Good Knives...

H

Hunterted

Guest
My wife and I butcher our deer and elk at home and we have decided we really need to get the correct tools. We've been using a filet knife and our hunting knives and they work ok however, I think buying some knives designed for the job would give us better meat and make things easier.

What knifes and tools do you use to butcher your deer? also, what sharpeners have you had success with?
 
I use Forschner knives. They make great boning and skinners and they are cheap. Good steel and with a diamond rod and a steel will stay razor sharp. I used to give them away to butchers when I was in the grocery biz and they loved them.
 
I second that motion on Forschner knives. If you go into your local butcher that is the knive that they use.
 
LAST EDITED ON Aug-15-06 AT 04:26PM (MST)[p]I use 'old hickory' knives, but I may have to check out the Forschners
(edited for spelling of Forschner)
 
good topic...something i've been wondering about. thanks for bringing it up. those forschner knives are inexpensive and i should pick a few up...which ones does everyone recommend for processing deer.
thanks for the advice
 
Wow. I'm surprised the Forschners are so popular. All the sport boats in San Diego use them, so I started using them for filleting tuna. Just kept right on using them for big game butchering too.
 
Made my own. Tempered ATS 34 steel. I rough sharpen it on a belt sander and finish on steel...holds an edge thru an elk at least.
 
Several things to look for in selecting those knives. If you are the type that uses the dishwasher to clean your knives, and maybe a little lax on hand cleaning after use, I would stay away from any of the carbon steel knives. They will rust or stain under the above conditions. You may want stainless steel instead. Several of the new stainless steels, S30V is one example, are very pricey and you will not want to pay the price for a set of knives made from S30v.
I would select 440C stainless steel, but stay away from 440A and 440B, or any knife advertised as 440 stainless. the latter are not that good for keeping a good sharp edge.
Any knife maker using 440C steel in his knives will list it as 440C because they know that 440C is superior to the the other 440 types.
I would invest in a good kitchen knife steel and use it often to keep the sharp edge.
You may want to get three knives to cover everything, a small paring knife, a small to med knife with a curved cutting edge for skinning, and a med size Chef's knife for slicing of those great steaks.

RELH
 
I now use Cold Steel knives for everything. They might cost a little more than your average knife but worth it in every way.
Ever watch thier video? Very impressive.
http://www.coldsteel.com/







"RKBA....ALL THINGS CONSIDERED"
 
Outside of field dressing and quartering, I use professional quality kitchen knives. The carbon blends take on an edge easier and aren't a pain in the arse to sharpen like a pure stainless knife.

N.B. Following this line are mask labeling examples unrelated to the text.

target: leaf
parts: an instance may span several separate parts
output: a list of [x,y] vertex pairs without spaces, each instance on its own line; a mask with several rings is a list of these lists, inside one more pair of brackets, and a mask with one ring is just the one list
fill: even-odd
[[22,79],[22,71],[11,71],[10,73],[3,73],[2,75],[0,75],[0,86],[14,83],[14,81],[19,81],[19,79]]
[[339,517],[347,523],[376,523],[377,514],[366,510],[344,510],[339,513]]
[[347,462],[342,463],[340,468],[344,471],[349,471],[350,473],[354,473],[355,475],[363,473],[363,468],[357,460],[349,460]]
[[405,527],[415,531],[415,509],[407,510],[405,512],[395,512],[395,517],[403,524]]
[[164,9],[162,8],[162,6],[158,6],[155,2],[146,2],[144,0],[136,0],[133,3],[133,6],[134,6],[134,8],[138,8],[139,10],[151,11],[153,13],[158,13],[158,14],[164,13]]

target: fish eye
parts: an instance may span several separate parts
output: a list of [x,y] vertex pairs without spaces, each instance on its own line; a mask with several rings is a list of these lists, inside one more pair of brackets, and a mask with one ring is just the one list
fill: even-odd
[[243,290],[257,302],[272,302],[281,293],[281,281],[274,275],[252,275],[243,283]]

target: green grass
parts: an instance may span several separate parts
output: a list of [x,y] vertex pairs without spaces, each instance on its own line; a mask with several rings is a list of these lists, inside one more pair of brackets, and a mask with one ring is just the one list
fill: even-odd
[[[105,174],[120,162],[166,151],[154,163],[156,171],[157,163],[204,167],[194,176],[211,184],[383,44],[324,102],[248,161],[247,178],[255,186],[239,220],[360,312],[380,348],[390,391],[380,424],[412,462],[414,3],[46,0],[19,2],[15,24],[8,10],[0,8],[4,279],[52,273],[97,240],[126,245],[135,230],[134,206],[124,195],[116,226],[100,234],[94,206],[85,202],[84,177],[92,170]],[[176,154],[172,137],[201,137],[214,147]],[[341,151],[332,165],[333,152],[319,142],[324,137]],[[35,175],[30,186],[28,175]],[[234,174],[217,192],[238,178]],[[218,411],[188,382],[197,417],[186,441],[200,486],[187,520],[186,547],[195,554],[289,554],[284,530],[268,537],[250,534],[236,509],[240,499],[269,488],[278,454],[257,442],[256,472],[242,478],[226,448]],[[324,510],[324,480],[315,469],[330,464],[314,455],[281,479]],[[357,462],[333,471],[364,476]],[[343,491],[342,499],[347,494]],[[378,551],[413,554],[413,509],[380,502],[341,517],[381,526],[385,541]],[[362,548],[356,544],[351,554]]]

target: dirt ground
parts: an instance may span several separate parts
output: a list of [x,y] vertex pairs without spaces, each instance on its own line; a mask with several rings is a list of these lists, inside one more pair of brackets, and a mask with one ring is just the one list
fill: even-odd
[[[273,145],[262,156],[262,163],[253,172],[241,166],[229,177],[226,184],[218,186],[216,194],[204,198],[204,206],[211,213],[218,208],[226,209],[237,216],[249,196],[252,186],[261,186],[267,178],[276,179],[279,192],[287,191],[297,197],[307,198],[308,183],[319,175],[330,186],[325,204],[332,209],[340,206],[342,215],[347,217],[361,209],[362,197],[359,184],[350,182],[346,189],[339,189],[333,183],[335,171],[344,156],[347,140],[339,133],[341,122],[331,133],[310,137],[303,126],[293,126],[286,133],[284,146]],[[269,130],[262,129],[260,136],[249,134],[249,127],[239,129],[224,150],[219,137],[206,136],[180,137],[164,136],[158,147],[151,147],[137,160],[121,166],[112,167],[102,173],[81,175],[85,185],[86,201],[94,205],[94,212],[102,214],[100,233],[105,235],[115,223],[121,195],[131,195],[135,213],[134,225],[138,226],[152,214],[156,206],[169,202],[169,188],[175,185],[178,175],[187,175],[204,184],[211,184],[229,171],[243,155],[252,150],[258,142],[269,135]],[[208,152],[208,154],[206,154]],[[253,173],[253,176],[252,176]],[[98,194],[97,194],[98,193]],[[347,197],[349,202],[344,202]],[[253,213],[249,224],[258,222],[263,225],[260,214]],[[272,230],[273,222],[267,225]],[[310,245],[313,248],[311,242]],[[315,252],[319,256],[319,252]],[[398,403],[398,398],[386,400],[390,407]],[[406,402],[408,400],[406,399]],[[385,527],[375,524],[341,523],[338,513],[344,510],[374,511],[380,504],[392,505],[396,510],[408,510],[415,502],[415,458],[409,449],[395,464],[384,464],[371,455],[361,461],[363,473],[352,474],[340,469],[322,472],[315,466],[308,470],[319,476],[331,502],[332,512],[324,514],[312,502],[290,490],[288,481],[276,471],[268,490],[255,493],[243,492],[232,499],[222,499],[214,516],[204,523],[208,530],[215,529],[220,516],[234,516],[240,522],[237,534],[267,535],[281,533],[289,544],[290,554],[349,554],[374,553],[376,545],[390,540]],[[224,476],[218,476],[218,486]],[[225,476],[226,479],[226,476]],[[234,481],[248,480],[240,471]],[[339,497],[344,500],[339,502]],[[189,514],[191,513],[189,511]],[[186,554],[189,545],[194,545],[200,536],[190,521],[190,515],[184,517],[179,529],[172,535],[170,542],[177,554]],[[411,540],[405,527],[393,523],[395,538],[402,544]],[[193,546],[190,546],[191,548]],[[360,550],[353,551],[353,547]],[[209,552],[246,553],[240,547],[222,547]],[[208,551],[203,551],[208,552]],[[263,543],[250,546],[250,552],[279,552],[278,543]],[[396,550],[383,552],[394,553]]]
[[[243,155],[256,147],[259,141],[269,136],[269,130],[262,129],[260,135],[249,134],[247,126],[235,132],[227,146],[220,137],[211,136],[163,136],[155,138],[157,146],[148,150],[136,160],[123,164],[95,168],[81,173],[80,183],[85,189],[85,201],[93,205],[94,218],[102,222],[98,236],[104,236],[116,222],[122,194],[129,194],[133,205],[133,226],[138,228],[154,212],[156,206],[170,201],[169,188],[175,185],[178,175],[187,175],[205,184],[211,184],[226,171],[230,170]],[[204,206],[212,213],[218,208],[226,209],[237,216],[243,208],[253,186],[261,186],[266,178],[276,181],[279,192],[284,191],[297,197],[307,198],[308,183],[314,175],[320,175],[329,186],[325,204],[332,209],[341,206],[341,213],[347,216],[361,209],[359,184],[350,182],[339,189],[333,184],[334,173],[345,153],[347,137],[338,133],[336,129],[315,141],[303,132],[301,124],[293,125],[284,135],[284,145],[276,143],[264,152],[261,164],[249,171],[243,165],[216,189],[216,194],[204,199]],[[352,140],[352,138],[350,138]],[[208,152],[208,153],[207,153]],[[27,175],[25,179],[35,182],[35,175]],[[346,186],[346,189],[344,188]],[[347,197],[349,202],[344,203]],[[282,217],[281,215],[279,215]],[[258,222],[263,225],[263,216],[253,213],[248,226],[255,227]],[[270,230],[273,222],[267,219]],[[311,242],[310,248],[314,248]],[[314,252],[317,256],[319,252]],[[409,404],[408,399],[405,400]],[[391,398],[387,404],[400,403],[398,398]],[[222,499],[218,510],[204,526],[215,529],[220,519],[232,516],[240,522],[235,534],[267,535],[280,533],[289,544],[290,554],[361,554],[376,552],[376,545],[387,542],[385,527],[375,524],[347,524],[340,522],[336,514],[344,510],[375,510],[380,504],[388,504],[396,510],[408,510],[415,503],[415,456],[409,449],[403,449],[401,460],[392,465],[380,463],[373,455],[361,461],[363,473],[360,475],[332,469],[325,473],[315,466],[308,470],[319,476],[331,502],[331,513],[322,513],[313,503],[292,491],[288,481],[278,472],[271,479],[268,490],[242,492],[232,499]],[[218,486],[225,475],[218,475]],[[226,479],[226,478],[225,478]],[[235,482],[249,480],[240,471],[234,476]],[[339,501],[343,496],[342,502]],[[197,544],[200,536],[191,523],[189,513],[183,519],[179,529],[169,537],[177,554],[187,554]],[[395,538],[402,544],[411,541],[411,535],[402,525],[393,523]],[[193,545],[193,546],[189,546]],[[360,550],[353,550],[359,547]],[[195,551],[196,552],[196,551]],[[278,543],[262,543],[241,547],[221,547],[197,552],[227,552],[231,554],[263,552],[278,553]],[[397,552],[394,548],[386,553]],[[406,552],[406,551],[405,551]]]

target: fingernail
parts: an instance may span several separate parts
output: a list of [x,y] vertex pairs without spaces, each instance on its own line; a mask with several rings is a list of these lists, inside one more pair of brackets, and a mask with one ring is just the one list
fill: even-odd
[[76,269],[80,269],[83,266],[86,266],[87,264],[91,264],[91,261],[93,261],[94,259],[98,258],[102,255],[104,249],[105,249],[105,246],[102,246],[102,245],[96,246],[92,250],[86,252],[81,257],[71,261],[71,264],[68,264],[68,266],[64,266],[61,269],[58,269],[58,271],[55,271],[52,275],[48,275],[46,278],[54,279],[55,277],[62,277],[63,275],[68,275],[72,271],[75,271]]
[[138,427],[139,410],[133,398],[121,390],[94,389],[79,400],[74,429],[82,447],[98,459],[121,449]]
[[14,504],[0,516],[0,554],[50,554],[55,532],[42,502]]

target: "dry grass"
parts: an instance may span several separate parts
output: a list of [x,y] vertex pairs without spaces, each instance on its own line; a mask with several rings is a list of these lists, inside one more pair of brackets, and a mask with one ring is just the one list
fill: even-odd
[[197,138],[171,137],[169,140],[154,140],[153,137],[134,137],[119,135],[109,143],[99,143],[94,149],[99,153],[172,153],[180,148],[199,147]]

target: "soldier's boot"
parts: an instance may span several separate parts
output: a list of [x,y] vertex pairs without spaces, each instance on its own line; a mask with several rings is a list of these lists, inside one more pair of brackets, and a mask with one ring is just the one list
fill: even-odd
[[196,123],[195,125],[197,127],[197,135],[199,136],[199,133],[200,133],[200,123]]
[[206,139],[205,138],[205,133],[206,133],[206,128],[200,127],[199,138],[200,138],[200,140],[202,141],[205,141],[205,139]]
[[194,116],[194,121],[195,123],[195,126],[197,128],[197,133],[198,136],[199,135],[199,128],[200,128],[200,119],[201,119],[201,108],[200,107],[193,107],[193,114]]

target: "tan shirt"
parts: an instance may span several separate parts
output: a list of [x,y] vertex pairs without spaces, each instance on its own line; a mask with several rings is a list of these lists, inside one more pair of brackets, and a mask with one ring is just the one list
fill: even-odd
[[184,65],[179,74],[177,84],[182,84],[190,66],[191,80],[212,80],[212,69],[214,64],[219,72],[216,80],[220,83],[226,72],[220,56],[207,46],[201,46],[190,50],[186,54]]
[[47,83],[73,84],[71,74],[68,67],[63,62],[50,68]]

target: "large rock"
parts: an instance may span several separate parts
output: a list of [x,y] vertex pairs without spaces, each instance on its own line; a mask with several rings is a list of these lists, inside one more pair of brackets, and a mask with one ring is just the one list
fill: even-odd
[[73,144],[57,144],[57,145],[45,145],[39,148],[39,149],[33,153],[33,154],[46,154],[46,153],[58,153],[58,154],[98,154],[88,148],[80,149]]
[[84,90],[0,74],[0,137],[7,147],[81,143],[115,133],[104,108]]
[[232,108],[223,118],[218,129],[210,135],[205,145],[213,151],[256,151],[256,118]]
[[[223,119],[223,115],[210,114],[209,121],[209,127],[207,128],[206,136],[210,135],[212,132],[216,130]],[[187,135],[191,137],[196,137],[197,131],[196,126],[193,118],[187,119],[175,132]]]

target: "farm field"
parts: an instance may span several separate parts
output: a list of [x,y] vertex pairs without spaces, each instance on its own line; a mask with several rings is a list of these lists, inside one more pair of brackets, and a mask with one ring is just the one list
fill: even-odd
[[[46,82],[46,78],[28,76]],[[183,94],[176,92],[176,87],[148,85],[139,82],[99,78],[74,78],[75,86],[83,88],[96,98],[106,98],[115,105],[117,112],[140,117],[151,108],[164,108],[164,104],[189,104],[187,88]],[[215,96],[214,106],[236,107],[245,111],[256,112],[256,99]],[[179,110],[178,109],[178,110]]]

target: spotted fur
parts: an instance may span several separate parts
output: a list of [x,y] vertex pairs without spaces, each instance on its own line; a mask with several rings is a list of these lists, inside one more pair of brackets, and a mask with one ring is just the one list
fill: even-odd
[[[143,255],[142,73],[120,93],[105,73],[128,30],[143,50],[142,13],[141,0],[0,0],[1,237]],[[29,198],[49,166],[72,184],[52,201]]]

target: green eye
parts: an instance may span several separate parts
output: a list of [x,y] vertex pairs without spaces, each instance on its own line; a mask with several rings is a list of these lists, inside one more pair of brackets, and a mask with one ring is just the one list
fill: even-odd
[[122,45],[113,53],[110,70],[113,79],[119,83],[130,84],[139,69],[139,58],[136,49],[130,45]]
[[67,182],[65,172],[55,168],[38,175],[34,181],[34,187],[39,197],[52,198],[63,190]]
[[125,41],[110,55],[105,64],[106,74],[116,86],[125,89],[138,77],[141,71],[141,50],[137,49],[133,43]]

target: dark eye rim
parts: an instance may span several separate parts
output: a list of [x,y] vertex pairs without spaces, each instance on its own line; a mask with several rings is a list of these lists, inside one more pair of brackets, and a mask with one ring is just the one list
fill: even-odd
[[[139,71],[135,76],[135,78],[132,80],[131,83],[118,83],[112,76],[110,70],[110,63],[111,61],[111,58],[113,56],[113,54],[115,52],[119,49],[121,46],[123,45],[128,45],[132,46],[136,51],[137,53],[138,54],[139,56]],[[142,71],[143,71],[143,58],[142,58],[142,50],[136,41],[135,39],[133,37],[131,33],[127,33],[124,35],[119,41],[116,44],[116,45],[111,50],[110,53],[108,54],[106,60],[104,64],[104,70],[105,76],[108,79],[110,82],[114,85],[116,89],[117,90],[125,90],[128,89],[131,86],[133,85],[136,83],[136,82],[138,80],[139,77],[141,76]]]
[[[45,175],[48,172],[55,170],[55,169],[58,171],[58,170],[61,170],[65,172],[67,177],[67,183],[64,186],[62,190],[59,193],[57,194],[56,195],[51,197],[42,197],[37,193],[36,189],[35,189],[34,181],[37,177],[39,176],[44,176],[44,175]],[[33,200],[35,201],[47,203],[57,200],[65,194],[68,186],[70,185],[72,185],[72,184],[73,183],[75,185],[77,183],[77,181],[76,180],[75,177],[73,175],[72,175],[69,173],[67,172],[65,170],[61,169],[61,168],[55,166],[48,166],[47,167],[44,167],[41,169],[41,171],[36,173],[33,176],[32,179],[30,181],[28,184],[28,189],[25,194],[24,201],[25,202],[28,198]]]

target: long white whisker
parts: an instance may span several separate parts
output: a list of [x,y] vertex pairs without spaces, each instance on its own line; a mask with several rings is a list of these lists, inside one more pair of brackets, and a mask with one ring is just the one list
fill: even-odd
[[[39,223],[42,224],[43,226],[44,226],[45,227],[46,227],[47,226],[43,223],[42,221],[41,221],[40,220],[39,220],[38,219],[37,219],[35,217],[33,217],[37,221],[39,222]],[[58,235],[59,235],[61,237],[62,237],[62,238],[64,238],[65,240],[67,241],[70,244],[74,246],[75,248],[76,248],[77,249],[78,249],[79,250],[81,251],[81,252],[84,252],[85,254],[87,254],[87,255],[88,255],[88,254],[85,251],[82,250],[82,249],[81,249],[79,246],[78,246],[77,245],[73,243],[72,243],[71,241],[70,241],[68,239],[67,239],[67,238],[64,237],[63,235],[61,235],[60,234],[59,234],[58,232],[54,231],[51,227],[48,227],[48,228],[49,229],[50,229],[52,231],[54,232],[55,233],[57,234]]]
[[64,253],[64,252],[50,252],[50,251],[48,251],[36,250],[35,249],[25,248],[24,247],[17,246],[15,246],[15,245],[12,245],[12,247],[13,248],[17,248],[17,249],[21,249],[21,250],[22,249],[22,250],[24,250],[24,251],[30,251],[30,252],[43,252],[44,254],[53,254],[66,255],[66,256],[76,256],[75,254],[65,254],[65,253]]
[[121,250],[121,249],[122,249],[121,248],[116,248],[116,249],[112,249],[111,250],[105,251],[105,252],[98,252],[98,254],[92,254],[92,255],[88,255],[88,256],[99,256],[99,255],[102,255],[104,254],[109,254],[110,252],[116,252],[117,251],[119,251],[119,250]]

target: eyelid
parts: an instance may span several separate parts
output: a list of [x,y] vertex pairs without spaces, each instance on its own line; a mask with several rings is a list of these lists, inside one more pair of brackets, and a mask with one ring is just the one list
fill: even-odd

For boning, I love the flexible boning knives. This is what I was taught to use by a Master Butcher from Germany.

31024-140B.jpg


For slicing steaks out of tenderloins, strip loins etc....I like to use a "hollow" edge since it creates less suction and allows a smooth cut.

31039-200B.jpg


I prefer a full tang, three rivet design. They hold up better. Also as previously said...NEVER put your knives in the dishwasher!

Chef
"I Love Animals...They're Delicious!"
 
Have to add, invest in a good quality steel and learn how to use it. It will keep an edge on your blade throughout the butchering process. Since you say you already butcher your own meat, I suspect you are good with the steel, in which case, invest in a diamond finishing steel.

32525-260B.jpg


As you guessed, I prefer Zwilling J.A. Henckels.

Chef
"I Love Animals...They're Delicious!"
 
GLOBAL, awesome, awesome knifes. Went through an 1800# bison, cape, gut, bone, process (field to freezer) with a 9" kitchen and a 4" paring with minor touchup with fine steel. Thats what I am taking on moose hunt, no sheaths unless you make one, I just wrap them in an extra shirt or socks and keep them in my pack.

life IS good
 
Chef you are right on, I have the 5 1/2 in. flex boning and a 8 in. chefs both are Henckels Professionals they are the best knives I have ever owned. Hold a nice edge and with a couple of laps on the diamond edge and they are ready to go. They are not cheap but will last a life time.

Dan
 
I've been thinking about trying to butcher my own game the next time I get one. Just wondering if someone could recomend a instructions or how to video?
 
I've been a butcher for 28 years.
Get yourself a 10" Forschner steak knife and a six or eight inch boning knife.
Get a good steel to keep that edge straight.
I brought that little boning knife and steel to Alaska and caped, skinned & boned four bull caribou in one day in no time to the amazement of my buddy who paid four or five times as much for his knife!
Forget the hype & get what the pro's use.
harryhunter50103-3.jpg

harryhunter50103-9.jpg
 
Great Info. Thanks. I got to give it a shot. Anyone willing to share some good sausage blends? I've had antelope that was made into sausage and man it was excellent.